The aggregate VFA value in g HAc/L is the COD-weighted acetic-acid equivalent of the four VFA species:

\[ \text{VFA} = M_{HAc} \cdot \sum_i \frac{S_i}{\text{COD}_{MOL,i}}, \quad i \in \{ \text{va}, \text{bu}, \text{pro}, \text{ac} \} \]

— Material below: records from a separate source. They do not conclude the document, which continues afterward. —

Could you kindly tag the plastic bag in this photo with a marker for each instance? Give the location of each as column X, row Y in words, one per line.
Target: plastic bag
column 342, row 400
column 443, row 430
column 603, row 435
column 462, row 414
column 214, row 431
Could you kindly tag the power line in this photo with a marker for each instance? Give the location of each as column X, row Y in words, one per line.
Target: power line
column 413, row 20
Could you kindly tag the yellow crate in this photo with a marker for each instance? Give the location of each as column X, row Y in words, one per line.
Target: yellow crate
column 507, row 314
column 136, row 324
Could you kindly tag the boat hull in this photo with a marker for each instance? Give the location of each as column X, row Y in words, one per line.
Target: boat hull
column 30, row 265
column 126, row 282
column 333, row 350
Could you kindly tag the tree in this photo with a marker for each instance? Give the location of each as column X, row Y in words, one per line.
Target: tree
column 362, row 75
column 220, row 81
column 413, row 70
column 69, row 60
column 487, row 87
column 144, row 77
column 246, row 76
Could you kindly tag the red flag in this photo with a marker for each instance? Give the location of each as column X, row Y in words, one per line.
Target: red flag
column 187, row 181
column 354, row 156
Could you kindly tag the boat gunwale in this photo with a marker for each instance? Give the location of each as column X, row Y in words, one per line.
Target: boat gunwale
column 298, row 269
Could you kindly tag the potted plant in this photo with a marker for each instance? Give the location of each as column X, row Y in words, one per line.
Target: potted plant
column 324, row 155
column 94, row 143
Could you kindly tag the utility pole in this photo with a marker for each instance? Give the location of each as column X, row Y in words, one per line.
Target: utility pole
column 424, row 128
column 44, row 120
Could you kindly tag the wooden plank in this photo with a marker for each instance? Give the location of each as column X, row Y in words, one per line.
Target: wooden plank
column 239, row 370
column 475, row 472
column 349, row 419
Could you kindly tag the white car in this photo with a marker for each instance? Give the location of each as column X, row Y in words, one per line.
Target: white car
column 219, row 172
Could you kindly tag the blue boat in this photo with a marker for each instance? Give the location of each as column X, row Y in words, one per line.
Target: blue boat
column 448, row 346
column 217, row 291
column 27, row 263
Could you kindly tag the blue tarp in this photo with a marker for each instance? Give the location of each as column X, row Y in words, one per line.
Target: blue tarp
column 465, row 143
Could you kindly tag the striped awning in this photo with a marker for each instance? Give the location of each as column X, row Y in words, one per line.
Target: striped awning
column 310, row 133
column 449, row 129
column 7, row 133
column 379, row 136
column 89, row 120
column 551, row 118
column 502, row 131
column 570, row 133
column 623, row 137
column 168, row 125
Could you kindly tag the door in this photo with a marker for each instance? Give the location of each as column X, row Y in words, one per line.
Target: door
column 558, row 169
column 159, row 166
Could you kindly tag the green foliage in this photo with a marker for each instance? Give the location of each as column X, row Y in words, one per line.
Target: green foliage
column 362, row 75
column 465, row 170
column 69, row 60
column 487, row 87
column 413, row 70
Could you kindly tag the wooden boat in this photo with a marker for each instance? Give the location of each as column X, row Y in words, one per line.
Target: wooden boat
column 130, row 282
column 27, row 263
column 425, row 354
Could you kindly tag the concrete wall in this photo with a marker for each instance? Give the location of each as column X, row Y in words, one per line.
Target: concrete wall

with \(M_{HAc} = 60\,\text{g/mol}\) and per-VFA COD-per-mol ratios (va = 208, bu = 160, pro = 112, ac = 64 g COD/mol).

Acid capacity (TAC)

The pH 5 titration capacity (TAC, in g CaCO₃/L) is

\[ \text{TAC} = 50 \cdot \Bigl[ \left(F_{NH_3} - K_{A,NH_4} \cdot \frac{F_{NH_4} + F_{NH_3}}{10^{-pH_5} + K_{A,NH_4}}\right) + \left(F_{HCO_3} - K_{A,CO_2} \cdot \frac{F_{CO_2} + F_{HCO_3}}{10^{-pH_5} + K_{A,CO_2}}\right) + \sum_{i = \text{va},\text{bu},\text{pro},\text{ac}} (\cdots) + F_{AN} - F_{CAT} \Bigr] \]

Prefactor 50 vs 100

The TAC formula as written in Schlattmann (2011) uses the molar mass of CaCO₃ (100 kg/kmol) as prefactor. The physically correct value is the equivalent weight 50 kg/keq, because one mole of CaCO₃ carries two H⁺-equivalents of acid-neutralising capacity — the standard alkalinity convention. PyADM1ODE applies the equivalent-weight prefactor, which matches the reference numerical output of the SIMBA# reactor module.

References

The implementation builds on the following primary sources (matching the citation list of the PyADM1ODE–SIMBA# validation report):

  • Batstone, D. J., Keller, J., Angelidaki, I., Kalyuzhnyi, S. V.,
    Pavlostathis, S. G., Rozzi, A., Sanders, W. T. M., Siegrist, H., Vavilin, V. A. (2002).
    Anaerobic Digestion Model No. 1 (ADM1). IWA Scientific and Technical Report No. 13. IWA Publishing, London.
  • Henneberg, W., Strohmann, F. (1864). Beiträge zur Begründung einer
    rationellen Fütterung der Wiederkäuer.
    Schwetschke, Braunschweig. (Origin of the Weender feed analysis used for substrate characterisation.)
  • Schlattmann, M. (2011). Weiterentwicklung des Anaerobic Digestion
    Model No. 1 (ADM1) zur Anwendung auf landwirtschaftliche Substrate.
    Dissertation, Technische Universität München.
  • Siegrist, H., Vogt, D., Garcia-Heras, J. L., Gujer, W. (2002).
    Mathematical Model for Meso- and Thermophilic Anaerobic Sewage Sludge Digestion. Environmental Science & Technology 36(5), 1113–1123.

Technical implementation

The whole model is pure Python:

Module Purpose
pyadm1.core.adm1 ADM1 class with ADM_ODE, Newton–Raphson pH, gas output
pyadm1.core.adm_params Stoichiometry, kinetics, inhibition, \(\theta\) corrections
pyadm1.core.solver Wrapper around scipy.integrate.solve_ivp (BDF, adaptive)
pyadm1.substrates.feedstock XML parser, sub-fractioning routing, blending
pyadm1.components.biological.digester Component wrapper incl. gas storage, sludge volume, HRT logic

The simulation runs in any standard Python environment and works equally well in containers, web notebooks (Colab), and CI pipelines.